Making a "healthy" sausage gravy, HA! I might've had better luck if I had used turkey sausage, but you still need milk with a fair amount of milk fat in it and a decent amount of fat to make gravy.
You just do!
So why do we do this to ourselves?
I did it for years with my marriage and, sometimes, either directly or indirectly, with my husband. By the time I got married, I had several ideas of what marriage was "supposed to" look like, and my marriage only seemed to resemble the fact that we said we were married. I also had several ideas of what men and husbands were like, and my man met only the genetic requirements. Of course, I also had a lot of ideas of what it was supposed to be like to a wife, but the fact that I wasn't living up to my own standard was directly attributable to the fact that neither my marriage nor my spouse looked like they were supposed to.
As a result, I spent a lot of time not appreciating what I had, and also not doing my job. I was too busy trying to make what we had into something it what I thought it was supposed to be. You see, I am hard-up on supposed to. At least, I used to be. And I have a hard time not comparing what I am, have, like or do with everyone else's. My marriage and my spouse were no different.
What does all this have to do with a pan of failed sausage gravy? Whenever I have tried to force anything, or anyone, to being something it was never intended to be, I have come away disappointed. Worse than that, if it was a person I was trying to force, that person ended up feeling resentful toward me, and feeling like I don't love them for who they are - which, obviously, I didn't. But that has never been the person I have wanted to be. You see, my "supposed to's" got in the way of my loving them. And because I tried to force them into my mold of "supposed to" I failed to see the beauty that was already there, and I failed to relish what they had to offer that made my life better, to see what challenged me to be a better person.

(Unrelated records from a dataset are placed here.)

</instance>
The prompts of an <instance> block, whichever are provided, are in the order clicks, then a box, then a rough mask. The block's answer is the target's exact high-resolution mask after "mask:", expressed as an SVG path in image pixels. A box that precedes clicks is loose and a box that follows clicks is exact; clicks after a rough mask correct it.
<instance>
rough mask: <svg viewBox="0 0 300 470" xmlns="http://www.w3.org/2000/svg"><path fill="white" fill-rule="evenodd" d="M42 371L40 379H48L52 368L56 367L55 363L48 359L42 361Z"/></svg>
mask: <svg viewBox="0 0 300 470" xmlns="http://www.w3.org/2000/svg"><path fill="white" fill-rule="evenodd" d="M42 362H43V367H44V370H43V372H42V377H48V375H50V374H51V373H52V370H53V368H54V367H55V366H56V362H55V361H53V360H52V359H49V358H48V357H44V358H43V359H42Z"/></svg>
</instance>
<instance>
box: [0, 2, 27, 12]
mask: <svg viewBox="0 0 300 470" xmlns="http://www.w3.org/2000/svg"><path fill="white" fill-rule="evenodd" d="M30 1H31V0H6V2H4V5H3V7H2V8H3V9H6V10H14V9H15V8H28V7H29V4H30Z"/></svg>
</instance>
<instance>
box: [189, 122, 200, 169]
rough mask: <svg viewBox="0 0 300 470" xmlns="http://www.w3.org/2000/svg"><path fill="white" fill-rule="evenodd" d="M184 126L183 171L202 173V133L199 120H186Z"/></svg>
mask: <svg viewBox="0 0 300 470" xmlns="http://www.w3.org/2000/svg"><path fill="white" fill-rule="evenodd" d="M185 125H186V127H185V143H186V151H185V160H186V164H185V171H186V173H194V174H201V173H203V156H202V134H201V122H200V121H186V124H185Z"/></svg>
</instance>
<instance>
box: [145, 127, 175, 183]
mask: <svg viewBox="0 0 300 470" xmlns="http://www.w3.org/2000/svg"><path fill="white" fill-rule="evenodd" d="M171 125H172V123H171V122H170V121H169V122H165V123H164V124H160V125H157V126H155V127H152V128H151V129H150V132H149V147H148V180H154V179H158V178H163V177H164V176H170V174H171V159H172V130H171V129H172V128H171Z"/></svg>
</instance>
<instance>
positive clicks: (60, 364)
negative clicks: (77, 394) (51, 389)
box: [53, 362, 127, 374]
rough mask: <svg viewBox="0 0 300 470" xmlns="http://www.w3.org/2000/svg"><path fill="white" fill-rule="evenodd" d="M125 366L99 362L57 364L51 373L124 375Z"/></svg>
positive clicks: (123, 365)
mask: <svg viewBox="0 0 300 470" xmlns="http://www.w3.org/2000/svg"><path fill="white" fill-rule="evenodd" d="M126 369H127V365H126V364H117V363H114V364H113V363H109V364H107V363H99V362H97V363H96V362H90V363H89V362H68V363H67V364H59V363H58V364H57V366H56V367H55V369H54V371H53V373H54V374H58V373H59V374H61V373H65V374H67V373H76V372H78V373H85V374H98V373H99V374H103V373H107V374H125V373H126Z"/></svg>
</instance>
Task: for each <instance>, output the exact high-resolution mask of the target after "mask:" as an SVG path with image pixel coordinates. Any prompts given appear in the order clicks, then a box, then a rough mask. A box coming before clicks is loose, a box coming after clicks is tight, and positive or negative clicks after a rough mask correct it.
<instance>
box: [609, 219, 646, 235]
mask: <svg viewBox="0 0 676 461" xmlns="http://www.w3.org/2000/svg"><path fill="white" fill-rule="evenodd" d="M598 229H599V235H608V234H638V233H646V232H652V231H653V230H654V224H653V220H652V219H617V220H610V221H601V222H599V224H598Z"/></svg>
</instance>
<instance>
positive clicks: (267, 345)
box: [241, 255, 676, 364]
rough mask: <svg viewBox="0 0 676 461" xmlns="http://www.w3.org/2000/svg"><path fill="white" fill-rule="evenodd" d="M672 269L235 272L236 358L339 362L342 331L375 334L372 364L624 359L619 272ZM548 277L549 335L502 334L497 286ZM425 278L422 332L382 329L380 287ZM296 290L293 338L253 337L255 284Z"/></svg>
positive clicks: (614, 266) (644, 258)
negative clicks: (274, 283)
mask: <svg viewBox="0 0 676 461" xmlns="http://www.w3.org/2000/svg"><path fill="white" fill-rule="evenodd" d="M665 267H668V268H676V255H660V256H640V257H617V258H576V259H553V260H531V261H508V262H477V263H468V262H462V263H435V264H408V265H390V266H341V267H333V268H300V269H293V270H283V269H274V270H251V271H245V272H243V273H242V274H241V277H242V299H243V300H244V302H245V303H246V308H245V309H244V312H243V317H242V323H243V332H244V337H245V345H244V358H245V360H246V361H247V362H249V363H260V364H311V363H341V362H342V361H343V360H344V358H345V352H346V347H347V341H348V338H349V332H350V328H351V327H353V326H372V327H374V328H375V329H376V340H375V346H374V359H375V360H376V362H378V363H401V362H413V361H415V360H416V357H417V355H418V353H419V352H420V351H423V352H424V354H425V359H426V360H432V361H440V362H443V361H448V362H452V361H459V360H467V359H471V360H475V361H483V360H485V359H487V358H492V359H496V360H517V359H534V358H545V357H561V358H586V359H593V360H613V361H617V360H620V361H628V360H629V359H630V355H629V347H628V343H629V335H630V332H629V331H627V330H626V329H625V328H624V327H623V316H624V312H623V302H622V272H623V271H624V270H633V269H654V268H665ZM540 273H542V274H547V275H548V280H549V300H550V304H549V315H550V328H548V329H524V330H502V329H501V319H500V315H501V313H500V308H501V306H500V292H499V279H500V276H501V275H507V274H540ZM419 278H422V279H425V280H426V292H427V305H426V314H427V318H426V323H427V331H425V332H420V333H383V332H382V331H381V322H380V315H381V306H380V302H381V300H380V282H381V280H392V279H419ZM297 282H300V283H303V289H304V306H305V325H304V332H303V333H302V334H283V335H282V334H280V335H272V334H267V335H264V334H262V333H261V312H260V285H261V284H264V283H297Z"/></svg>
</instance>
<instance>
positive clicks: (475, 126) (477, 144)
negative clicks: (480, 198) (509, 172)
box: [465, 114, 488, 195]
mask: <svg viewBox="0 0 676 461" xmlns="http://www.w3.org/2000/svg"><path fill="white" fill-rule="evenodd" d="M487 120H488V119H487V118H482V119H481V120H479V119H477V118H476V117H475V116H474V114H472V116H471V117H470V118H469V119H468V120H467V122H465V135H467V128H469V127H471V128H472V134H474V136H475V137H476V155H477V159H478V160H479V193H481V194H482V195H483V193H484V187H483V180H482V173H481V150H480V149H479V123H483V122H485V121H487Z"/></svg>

So...what have I done to make my life a little easier? I have summarily dropped the words "supposed to" from my vocabulary. If I use them now, it is with a wink and a nod, and with full knowledge that I am no longer boxing myself into a corner with them, but am using them as a reminder not to set up unrealistic expectations.
Also, I have decided to just let my sausage gravy be the yummy, fatty goodness it was intended to be, and I will just eat less of it. I will enjoy what I do eat, relishing every bite of how it was intended to be, but within limits. I will not force it to be something it cannot, rather, I will change the ways enjoy it. And for those times when I cannot, because I am not dealing with ACTUAL sausage gravy, I will accept at face value what I have before me, and trust that God will show me how to deal with it, believing that He allows all things into my life to continue to transform me into the person He wants me to be.
Who'd have guessed you could learn so much from a pan of failed sausage gravy!